Turning to qualified immunity, which the Esmor Defendants address in their appeal in the Jama Action from the court's denial of their motion for summary judgment on that issue, a court of appeals has jurisdiction over an order denying a defendant's claim to a qualified immunity defense. Doe v. Goody, 361 F.3d 232, 237, (3d Cir. 2004) ("Although the litigation below is far from concluded, a denial of qualified immunity . . . falls within the collateral order doctrine that treats certain interlocutory decisions as `final' within the meaning of 28 U.S.C. § 1291"). The rationale for permitting an interlocutory appeal of absolute or qualified immunity rulings is to ensure that a holder of such immunity does not lose its benefits by being forced to undergo pretrial and trial proceedings.
III. Conclusion
Neither the appeals from the opt-out orders nor the appeal from the order denying the Esmor Defendants the defense of qualified immunity on the Alien Tort Act Claims is frivolous. The Court of Appeals has jurisdiction over the appeal from the order denying the defense of qualified immunity; it has jurisdiction over the appeal of the opt-out order in the Brown Action; it need not be determined on this motion whether the Court of Appeals has jurisdiction over the appeals of the July 2003 opt-out orders, because the Court of Appeals is about to decide that question.
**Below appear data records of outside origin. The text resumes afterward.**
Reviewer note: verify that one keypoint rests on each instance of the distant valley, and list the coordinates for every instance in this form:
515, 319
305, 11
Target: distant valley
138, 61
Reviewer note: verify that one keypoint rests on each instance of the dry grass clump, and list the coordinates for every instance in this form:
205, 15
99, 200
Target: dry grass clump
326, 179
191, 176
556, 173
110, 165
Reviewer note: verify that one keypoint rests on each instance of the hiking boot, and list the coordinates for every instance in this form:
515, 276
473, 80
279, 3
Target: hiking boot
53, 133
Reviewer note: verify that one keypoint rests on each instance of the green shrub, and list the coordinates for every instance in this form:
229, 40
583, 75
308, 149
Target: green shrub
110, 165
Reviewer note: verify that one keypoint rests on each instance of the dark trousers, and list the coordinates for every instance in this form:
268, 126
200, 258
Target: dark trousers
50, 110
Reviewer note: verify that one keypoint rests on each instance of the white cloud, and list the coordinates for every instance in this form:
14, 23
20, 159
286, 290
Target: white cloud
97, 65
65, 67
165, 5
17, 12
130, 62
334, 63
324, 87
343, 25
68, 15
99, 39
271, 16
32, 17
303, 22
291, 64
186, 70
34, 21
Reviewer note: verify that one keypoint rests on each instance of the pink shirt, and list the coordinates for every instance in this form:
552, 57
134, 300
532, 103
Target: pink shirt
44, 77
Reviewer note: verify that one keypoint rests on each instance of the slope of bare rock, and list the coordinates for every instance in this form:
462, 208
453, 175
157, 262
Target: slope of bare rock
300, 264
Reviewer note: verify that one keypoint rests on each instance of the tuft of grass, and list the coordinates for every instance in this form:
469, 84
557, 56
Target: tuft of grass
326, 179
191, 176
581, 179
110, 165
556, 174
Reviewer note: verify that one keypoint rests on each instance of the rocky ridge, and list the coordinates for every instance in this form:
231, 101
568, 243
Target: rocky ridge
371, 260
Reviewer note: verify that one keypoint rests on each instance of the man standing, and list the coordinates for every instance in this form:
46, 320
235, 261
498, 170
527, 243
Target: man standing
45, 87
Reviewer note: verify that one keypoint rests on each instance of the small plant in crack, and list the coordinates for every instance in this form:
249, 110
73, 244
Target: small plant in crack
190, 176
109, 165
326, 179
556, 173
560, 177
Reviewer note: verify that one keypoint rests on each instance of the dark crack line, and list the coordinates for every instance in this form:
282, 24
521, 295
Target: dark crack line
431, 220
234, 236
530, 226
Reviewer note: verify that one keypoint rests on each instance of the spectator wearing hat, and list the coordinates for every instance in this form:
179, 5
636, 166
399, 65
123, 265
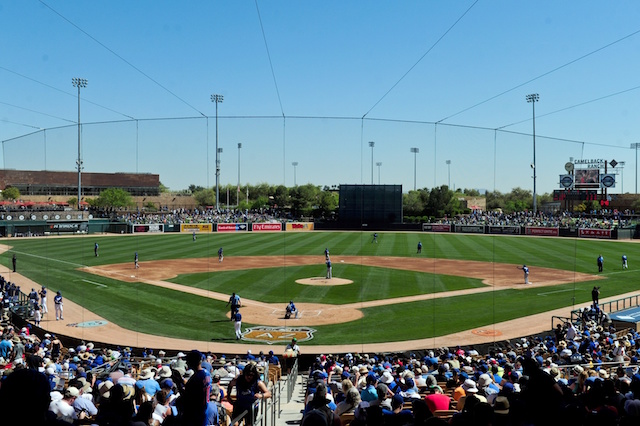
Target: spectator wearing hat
435, 399
84, 401
18, 349
164, 374
118, 408
249, 389
369, 392
192, 403
273, 359
6, 347
58, 304
411, 391
180, 364
486, 387
351, 399
397, 415
147, 384
63, 408
293, 346
469, 387
162, 408
319, 412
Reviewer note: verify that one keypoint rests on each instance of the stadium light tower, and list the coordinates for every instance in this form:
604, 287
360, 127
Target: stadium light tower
217, 99
79, 83
294, 164
371, 145
533, 98
636, 146
621, 165
415, 157
238, 190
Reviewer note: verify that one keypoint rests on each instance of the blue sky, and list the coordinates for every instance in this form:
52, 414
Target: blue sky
314, 81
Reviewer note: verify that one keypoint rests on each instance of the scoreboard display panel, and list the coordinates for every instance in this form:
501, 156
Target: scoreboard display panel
575, 195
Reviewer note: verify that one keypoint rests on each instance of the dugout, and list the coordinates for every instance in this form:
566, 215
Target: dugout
371, 206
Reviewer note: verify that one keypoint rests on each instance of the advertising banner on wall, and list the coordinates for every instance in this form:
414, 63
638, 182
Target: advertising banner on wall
436, 227
148, 228
541, 231
505, 230
470, 229
70, 227
594, 233
232, 227
197, 227
299, 226
264, 227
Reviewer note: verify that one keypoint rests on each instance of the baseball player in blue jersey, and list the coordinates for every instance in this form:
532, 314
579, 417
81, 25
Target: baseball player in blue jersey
525, 269
238, 325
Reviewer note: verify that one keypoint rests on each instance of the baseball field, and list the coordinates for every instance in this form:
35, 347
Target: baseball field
380, 292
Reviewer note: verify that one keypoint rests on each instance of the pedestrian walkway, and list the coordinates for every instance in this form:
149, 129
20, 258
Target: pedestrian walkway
291, 412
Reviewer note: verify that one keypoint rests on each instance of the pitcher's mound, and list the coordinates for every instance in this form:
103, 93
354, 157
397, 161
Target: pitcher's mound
323, 281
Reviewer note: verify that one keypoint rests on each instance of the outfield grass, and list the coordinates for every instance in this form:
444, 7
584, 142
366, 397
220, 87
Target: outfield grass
54, 261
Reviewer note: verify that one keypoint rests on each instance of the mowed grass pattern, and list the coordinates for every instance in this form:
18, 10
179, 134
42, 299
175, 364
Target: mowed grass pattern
54, 262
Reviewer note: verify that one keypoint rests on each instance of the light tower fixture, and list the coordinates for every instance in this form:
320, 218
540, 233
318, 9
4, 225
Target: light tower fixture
295, 165
371, 145
533, 98
636, 146
217, 99
238, 190
79, 83
415, 152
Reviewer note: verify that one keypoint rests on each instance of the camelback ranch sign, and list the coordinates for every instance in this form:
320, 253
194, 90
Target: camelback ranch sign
277, 335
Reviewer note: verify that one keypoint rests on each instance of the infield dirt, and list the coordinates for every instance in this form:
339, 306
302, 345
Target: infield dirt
311, 314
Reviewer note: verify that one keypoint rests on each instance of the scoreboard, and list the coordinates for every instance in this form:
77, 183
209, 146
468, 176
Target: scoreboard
575, 195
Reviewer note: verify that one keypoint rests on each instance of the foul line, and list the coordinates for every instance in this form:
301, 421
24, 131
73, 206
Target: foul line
558, 291
95, 283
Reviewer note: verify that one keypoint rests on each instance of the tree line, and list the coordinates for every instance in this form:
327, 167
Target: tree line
321, 202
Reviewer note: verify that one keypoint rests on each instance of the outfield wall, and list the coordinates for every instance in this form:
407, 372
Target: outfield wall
22, 226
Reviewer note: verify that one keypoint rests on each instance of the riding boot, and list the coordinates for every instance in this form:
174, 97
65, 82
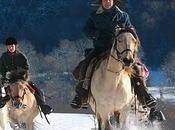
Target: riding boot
3, 100
46, 109
156, 115
145, 98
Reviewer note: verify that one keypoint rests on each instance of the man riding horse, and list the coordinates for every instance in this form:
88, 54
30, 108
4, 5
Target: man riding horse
13, 60
101, 27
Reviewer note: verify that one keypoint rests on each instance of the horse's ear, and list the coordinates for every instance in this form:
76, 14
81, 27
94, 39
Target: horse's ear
8, 90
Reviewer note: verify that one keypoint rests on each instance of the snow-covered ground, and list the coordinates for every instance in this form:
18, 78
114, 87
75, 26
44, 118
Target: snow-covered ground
70, 121
62, 121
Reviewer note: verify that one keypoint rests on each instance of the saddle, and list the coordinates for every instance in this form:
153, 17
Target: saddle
93, 65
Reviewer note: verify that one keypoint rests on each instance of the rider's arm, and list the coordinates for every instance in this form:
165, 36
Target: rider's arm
24, 62
90, 30
2, 66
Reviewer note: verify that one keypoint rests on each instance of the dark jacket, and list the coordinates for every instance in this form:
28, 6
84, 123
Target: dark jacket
102, 24
10, 62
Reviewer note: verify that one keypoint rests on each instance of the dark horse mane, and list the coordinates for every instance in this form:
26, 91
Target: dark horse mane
130, 30
16, 75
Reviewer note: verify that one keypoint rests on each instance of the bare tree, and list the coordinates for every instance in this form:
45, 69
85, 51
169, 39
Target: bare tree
169, 68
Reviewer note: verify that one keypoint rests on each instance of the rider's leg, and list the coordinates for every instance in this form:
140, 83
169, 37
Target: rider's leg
81, 92
145, 98
4, 99
46, 109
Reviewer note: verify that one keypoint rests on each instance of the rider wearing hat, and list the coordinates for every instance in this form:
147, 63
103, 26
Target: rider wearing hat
12, 60
101, 27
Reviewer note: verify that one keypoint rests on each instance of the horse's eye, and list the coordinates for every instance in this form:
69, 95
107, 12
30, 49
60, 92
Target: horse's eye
119, 40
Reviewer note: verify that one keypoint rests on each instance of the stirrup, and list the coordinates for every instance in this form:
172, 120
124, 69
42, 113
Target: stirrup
156, 115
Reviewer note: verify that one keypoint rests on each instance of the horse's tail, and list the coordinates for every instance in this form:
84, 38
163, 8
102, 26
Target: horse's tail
129, 71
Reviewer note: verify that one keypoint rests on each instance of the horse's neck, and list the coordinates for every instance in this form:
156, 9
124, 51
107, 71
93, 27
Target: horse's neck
113, 65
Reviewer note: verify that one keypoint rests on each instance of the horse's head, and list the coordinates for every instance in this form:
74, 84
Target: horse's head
125, 46
17, 92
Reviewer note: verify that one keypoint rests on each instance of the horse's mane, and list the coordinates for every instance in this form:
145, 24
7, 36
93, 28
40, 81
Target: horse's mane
16, 75
129, 71
132, 31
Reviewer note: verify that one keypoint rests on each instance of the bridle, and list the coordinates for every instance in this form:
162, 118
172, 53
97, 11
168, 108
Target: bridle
119, 54
14, 100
In view of these determinations this court lacks jurisdiction to proceed in the present case, the course of which could be substantially affected by the resolution of those appeals.
In view of the age of the Jama Action and the extraordinary efforts which have brought it to a posture where it can be made ready for trial in a relatively short period of time, it is unfortunate that proceedings must be stayed. In light of the appellate proceedings, however, this is the course which must be taken. The Esmor Defendants' motion for a stay of proceedings will be granted without prejudice to the Jama Action plaintiffs' right to move to modify or vacate the stay after the Court of Appeals has acted upon any of the pending appeals. The court will file an appropriate order.